Now U.S. scientist Peter Jahrling of the National Institute of Allergy and Infectious Disease believes the current Ebola outbreak may be caused by an infection that spreads more easily than it did before.

Dr Jahrling explained that his team, who are working in the epicentre of the crisis in the Liberian capital of Monrovia, are seeing that the viral loads in Ebola patients are much higher than they are used to seeing.

He told Vox.com: ‘We are using tests now that weren’t using in the past, but there seems to be a belief that the virus load is higher in these patients [today] than what we have seen before. If true, that’s a very different bug.

‘I have a field team in Monrovia. They are running [tests]. They are telling me that viral loads are coming up very quickly and really high, higher than they are used to seeing.

‘It may be that the virus burns hotter and quicker.’

Dr Jahrling’s warning comes amid calls for the international community to step up their efforts to tackle the Ebola epidemic.

Yesterday the World Health Organisation admitted it blundered in its efforts to halt the outbreak of the virus in Africa, blaming incompetent staff and a lack of information for the failure.

Now British Prime Minister David Cameron has urged the EU to stump up £800millon (1billion euros) to pay for 2,000 health workers to fly out to the affected West African countries, to help stem the spread of the disease.

He has insisted that the UK is ‘leading the way’ in providing assistance to West Africa as he backed a call by United Nations secretary-general Ban Ki-moon for other countries to deliver more in the way of funding and resources.

Mr Cameron, who was in Milan for a meeting of European and Asian nations, said: ‘This is the biggest health problem facing our world in a generation. It is very likely to affect a number of the countries here today.

‘Britain, in my view, has been leading the way. The action we are taking in Sierra Leone where we are committing well over £100 million, 750 troops, training 800 members of health staff, providing 700 beds – we are doing a huge amount.
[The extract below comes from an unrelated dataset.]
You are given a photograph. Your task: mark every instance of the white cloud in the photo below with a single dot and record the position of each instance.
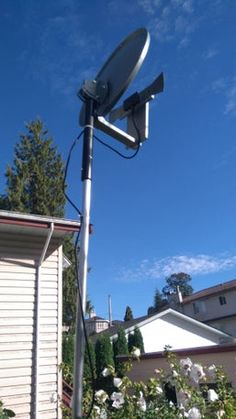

‘I think it is time for other countries to look at their responsibilities and their resources and act in a similar way to what Britain is doing in Sierra Leone, America is doing in Liberia, France is doing in Guinea.’
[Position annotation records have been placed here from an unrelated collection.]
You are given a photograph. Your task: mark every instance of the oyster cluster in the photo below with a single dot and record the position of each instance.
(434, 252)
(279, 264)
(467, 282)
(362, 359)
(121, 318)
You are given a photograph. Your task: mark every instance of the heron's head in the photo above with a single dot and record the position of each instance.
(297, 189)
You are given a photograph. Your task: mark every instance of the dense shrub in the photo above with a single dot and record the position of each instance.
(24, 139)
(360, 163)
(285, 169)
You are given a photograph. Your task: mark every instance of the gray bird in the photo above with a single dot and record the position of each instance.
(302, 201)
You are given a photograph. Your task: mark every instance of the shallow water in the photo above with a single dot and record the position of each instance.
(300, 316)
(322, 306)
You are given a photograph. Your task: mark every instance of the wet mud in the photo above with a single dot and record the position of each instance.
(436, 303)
Meanwhile, Public Health England (PHE) said screening for travellers arriving in Britain from the affected areas in West Africa is to be introduced at Manchester and Birmingham airports.

Duncan Selbie of PHE said that once the existing measures covering Heathrow, Gatwick and the Eurostar terminal at St Pancras had ‘settled’, they would be rolled out to other ports of entry.

‘Next week the focus will be on Gatwick and St Pancras and, once settled there, we will then move to include Manchester and Birmingham,’ he said.

‘I appreciate very much that we are taking people away from their normal work, and please be assured that we are thinking hard and listening carefully to those on the ground to see how we can make this more sustainable.

‘What I am certain of is that we have the people who know how to keep the country safe and that is exactly what we will do.’

Meanwhile health experts in America have said it would be a bad idea to impose a travel ban on passengers entering the U.S. from West Africa.

The experts’ key objection is that a ban could prevent needed medical supplies, food and health care workers from reaching Liberia, Sierra Leone and Guinea, the nations where the epidemic is at its worst.

Without that aid, the deadly virus might spread to wider areas of Africa, making it even more of a threat to the U.S. and the world, experts say.

The also argue preventing people from the affected countries from traveling to the U.S. could be difficult to enforce and might generate counterproductive results, such as people lying about their travel history or attempting to evade screening.